OpenMandriva ROME 23.01 has a 2.8 GB iso. Compared to othe KDE Plasma based distro, like Kubuntu, this is relatively small. Nice.

Installation Process

OpenMandriva ROME comes with Calamares, a universal, distro agnostic Linux installer. It is a user friendly installer with very similar interface to Ubuntu's Ubiquity. Unfortunately, there is a minor bug, where Calamares can't detect EFI partition.

However, the installation process is finished without problem. The grub installed successfully and the installation booted without any issue. 


Performance

I don't have a tool to benchmark and find detailed statistic about the performance. However, OpenMandriva ROME 23.01 znver booted very fast on my Ryzen laptop. All my hardwares work by default, including wifi, touchpad, etc.

Also, the overall desktop feels responsive and I am really happy with it.

Software Selection and Repository

OpenMandriva ROME 23.01 comes with KDE Plasma 5.26.4, Falkon browser, SMplayer, and LibreOffice 7.5. 

There is a software repository menu that offers a complete set of these following repositories: Main, Unsupported, Restricted and Non-Free. 

OpenMandriva uses dnf to install apps, just like Fedora. There is also dnfdragora, a software center to install apps easily, just like Synaptic.

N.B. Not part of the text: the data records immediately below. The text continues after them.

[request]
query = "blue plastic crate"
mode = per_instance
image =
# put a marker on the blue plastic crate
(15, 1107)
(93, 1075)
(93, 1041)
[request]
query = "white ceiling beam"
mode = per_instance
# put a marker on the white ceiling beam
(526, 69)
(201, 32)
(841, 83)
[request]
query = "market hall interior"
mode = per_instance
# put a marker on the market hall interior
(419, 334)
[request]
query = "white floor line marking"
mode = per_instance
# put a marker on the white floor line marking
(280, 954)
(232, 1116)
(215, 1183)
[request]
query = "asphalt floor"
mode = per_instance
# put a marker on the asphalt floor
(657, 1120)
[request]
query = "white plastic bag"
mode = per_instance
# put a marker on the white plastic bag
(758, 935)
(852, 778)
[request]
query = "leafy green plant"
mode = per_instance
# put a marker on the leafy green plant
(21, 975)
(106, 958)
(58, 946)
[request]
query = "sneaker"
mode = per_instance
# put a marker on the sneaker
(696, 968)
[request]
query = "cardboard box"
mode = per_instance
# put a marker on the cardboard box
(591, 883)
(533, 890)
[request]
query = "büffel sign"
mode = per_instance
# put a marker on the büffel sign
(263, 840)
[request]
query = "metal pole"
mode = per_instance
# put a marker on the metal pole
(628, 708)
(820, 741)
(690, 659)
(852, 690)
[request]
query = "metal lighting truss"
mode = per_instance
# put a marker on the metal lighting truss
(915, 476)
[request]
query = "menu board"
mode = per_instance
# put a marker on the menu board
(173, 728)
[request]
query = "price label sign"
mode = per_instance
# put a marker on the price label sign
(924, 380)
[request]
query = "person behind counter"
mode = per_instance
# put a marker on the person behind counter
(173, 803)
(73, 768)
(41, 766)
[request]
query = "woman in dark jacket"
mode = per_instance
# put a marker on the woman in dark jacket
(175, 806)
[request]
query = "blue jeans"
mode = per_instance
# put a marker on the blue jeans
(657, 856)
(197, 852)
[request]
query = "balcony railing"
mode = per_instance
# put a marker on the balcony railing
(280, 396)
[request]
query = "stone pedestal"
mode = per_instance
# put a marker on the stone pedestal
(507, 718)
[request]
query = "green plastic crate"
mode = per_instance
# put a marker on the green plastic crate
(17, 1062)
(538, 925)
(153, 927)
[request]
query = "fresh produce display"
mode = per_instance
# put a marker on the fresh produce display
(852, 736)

Compared to other major distro, OpenMandriva software repository is fairly decent, though I am unable to find some popular apps where exist in other distro. Example, I can't find persepolis download manager in OpenMandriva repository. Because OpenMandriva is an independent distro, I can't install it manually, using other RPM based distro's binary (Fedora, OpenSuse). Maybe I have to ask OpenMandriva developer to include this popular download manager in the repository.




Issues
There is an issue installing OpenShot Video Editor with error message "Problem: conflicting requests". As a debian/ubuntu user, it's still difficult to me to solve the dependency issue in RPM and DNF system.

I tried to download the AppImage version in OpenShot webpage, make it executable, but the file can't run either. Finally, I am successfully able to install and run OpenShot in OpenMandriva using Flatpak. Thanks to Flatpak developer.

Conclusion

Honestly, I really enjoy OpenMandriva ROME. I didn't find any random error or crash, every installed app runs very well and fast. This distro will stay on my Ryzen laptop for further lovely exploration. I give this sweet distro 8 / 10.